Making your own Streaming Reduction Function

The ireduce_ufunc() generator function

You can assemble your own streaming reduction function from a binary NumPy ufunc using the following generator function:

npstreams.ireduce_ufunc(arrays, ufunc, axis=-1, dtype=None, ignore_nan=False, **kwargs)

Streaming reduction generator function from a binary NumPy ufunc. Generator version of reduce_ufunc.

ufunc must be a NumPy binary Ufunc (i.e. it takes two arguments). Moreover, for performance reasons, ufunc must have the same return types as input types. This precludes the use of numpy.greater, for example.

Note that performance is much better for the default axis = -1. In such a case, reduction operations can occur in-place. This also allows to operate in constant-memory.

Parameters
  • arrays (iterable) – Arrays to be reduced.

  • ufunc (numpy.ufunc) – Binary universal function.

  • axis (int or None, optional) – Reduction axis. Default is to reduce the arrays in the stream as if they had been stacked along a new axis, then reduce along this new axis. If None, arrays are flattened before reduction. If axis is an int larger that the number of dimensions in the arrays of the stream, arrays are reduced along the new axis. Note that not all of NumPy Ufuncs support axis = None, e.g. numpy.subtract.

  • dtype (numpy.dtype or None, optional) – Overrides the dtype of the calculation and output arrays.

  • ignore_nan (bool, optional) – If True and ufunc has an identity value (e.g. numpy.add.identity is 0), then NaNs are replaced with this identity. An error is raised if ufunc has no identity (e.g. numpy.maximum.identity is None).

  • kwargs – Keyword arguments are passed to ufunc. Note that some valid ufunc keyword arguments (e.g. keepdims) are not valid for all streaming functions. Also, contrary to NumPy v. 1.10+, casting = 'unsafe is the default in npstreams.

Yields

reduced (ndarray or scalar)

:raises TypeError : if ufunc is not NumPy ufunc.: :raises ValueError : if ignore_nan is True but ufunc has no identity: :raises ValueError : if ufunc is not a binary ufunc: :raises ValueError : if ufunc does not have the same input type as output type:

The non-generator version is also available:

npstreams.reduce_ufunc(arrays, ufunc, axis=-1, dtype=None, ignore_nan=False, **kwargs)
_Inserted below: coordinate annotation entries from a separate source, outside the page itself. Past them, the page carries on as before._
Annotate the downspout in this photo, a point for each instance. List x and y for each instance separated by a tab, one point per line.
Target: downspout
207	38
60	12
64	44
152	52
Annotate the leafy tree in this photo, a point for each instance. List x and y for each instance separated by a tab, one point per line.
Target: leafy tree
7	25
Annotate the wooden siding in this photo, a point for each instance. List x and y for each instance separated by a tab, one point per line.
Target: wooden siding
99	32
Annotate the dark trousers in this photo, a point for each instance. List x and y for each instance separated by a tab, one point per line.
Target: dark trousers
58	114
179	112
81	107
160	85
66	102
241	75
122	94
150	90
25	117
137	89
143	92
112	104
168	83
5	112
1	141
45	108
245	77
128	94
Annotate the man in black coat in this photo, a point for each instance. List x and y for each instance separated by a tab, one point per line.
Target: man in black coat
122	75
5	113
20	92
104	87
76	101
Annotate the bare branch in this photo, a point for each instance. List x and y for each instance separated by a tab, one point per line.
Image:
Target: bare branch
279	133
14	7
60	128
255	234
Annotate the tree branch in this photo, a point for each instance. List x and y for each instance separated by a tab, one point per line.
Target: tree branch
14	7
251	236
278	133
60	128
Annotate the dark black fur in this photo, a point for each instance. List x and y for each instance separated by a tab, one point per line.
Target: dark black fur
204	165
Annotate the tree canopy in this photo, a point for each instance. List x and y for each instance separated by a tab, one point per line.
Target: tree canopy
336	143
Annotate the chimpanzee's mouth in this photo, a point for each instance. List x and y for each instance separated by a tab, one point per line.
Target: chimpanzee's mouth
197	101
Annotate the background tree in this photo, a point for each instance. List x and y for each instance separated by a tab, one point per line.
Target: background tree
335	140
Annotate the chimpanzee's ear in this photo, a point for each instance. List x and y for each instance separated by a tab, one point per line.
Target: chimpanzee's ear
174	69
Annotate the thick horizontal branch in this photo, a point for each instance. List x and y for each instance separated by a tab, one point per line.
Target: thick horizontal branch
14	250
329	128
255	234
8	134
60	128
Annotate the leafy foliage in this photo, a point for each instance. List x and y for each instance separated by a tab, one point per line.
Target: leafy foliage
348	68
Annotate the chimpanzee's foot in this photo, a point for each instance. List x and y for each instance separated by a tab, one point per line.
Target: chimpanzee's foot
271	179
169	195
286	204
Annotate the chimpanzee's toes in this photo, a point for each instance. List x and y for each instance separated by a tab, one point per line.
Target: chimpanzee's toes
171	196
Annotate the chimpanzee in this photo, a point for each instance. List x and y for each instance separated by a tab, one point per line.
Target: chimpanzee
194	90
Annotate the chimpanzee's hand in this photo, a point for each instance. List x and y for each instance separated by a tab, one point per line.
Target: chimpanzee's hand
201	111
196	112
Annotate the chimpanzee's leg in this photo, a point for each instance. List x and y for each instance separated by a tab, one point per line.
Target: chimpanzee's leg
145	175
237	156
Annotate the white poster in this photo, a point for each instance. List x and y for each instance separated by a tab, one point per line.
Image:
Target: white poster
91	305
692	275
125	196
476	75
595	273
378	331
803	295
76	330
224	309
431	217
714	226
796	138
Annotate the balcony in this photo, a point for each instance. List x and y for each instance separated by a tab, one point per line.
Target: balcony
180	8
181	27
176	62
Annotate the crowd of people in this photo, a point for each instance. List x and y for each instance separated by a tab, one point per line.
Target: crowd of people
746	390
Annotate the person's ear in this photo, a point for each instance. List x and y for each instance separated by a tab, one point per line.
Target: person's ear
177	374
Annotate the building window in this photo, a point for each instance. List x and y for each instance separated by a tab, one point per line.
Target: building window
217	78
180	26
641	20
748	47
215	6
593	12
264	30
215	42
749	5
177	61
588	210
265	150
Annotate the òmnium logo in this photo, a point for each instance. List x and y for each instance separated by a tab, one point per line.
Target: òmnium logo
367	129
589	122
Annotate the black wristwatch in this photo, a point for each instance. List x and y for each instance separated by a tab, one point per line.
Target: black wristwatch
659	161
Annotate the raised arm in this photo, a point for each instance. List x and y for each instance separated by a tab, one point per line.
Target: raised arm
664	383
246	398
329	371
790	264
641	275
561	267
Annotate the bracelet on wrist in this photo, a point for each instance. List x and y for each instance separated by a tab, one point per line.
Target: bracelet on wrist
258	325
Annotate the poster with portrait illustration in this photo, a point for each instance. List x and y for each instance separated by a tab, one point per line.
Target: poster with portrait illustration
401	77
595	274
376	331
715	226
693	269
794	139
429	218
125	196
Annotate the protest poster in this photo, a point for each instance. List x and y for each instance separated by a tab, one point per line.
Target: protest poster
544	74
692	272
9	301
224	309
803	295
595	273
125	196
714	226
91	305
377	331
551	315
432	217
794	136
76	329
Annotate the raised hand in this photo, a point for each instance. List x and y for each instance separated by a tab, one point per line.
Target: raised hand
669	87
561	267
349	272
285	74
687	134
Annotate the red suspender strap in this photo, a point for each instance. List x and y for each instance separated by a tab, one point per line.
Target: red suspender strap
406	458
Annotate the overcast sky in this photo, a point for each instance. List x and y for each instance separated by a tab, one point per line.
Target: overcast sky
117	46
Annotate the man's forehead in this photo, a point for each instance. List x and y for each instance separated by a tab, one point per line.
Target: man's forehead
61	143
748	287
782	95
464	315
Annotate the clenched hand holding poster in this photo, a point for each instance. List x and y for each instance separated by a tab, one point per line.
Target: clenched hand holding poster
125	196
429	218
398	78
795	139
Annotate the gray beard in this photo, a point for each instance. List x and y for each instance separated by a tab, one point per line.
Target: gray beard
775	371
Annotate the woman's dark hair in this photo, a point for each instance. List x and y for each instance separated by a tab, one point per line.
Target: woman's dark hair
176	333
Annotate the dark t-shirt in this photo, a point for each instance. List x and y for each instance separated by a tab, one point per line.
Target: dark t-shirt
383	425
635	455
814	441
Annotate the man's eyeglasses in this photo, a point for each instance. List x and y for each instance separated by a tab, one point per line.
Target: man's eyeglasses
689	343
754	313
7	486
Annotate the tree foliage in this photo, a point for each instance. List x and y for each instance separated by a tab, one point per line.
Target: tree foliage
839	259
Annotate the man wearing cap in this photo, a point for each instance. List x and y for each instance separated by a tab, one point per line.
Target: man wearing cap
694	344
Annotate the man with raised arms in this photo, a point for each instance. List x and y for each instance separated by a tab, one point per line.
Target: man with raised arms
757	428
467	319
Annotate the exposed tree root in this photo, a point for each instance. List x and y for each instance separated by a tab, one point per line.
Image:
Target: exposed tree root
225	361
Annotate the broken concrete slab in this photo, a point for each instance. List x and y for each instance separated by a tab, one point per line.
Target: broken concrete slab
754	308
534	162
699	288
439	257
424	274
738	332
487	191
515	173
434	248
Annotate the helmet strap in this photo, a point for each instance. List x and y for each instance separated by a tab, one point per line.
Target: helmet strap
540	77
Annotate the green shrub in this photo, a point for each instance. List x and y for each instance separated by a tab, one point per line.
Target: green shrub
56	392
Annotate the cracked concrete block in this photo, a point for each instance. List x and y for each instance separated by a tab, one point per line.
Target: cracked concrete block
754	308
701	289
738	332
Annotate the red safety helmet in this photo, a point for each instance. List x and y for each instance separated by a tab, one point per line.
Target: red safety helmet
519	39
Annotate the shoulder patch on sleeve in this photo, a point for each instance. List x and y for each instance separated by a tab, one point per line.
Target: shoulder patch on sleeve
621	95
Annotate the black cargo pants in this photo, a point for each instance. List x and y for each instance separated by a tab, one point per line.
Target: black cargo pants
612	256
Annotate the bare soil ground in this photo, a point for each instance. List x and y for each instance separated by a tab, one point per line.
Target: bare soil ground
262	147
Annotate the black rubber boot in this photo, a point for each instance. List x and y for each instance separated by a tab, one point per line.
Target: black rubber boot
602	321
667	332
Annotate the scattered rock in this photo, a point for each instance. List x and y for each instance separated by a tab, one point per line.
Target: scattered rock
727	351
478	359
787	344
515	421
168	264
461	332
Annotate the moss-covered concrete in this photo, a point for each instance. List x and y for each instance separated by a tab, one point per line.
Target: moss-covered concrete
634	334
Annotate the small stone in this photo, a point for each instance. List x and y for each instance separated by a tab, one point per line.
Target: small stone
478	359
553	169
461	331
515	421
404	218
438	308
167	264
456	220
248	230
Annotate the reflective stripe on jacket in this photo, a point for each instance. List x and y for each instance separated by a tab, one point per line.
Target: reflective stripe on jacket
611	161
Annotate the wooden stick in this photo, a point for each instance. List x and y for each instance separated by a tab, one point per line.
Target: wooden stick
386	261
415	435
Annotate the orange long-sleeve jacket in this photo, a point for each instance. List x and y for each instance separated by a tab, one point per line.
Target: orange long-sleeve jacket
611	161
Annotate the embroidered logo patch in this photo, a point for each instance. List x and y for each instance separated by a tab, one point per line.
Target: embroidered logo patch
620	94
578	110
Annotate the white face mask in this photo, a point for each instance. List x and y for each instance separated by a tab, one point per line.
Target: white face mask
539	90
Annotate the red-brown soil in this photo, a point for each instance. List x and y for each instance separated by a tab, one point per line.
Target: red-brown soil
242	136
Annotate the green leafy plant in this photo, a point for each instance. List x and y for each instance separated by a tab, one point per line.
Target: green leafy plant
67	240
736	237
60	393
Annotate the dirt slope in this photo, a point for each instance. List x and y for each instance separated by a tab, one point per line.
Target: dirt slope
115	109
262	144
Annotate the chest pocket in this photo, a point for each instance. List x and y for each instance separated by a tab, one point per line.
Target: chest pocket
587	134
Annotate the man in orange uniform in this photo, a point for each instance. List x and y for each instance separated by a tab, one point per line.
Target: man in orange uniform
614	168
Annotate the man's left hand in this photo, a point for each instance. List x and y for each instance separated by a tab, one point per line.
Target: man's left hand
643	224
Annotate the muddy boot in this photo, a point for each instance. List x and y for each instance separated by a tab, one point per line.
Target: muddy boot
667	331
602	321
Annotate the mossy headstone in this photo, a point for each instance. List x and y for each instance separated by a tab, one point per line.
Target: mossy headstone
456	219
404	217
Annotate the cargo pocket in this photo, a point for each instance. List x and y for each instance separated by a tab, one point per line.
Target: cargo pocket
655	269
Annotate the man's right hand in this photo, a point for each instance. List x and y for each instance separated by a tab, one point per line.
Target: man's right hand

Reduce a stream using a binary NumPy ufunc. Function version of ireduce_ufunc.

ufunc must be a NumPy binary Ufunc (i.e. it takes two arguments). Moreover, for performance reasons, ufunc must have the same return types as input types. This precludes the use of numpy.greater, for example.

Note that performance is much better for the default axis = -1. In such a case, reduction operations can occur in-place. This also allows to operate in constant-memory.

Parameters
  • arrays (iterable) – Arrays to be reduced.

  • ufunc (numpy.ufunc) – Binary universal function.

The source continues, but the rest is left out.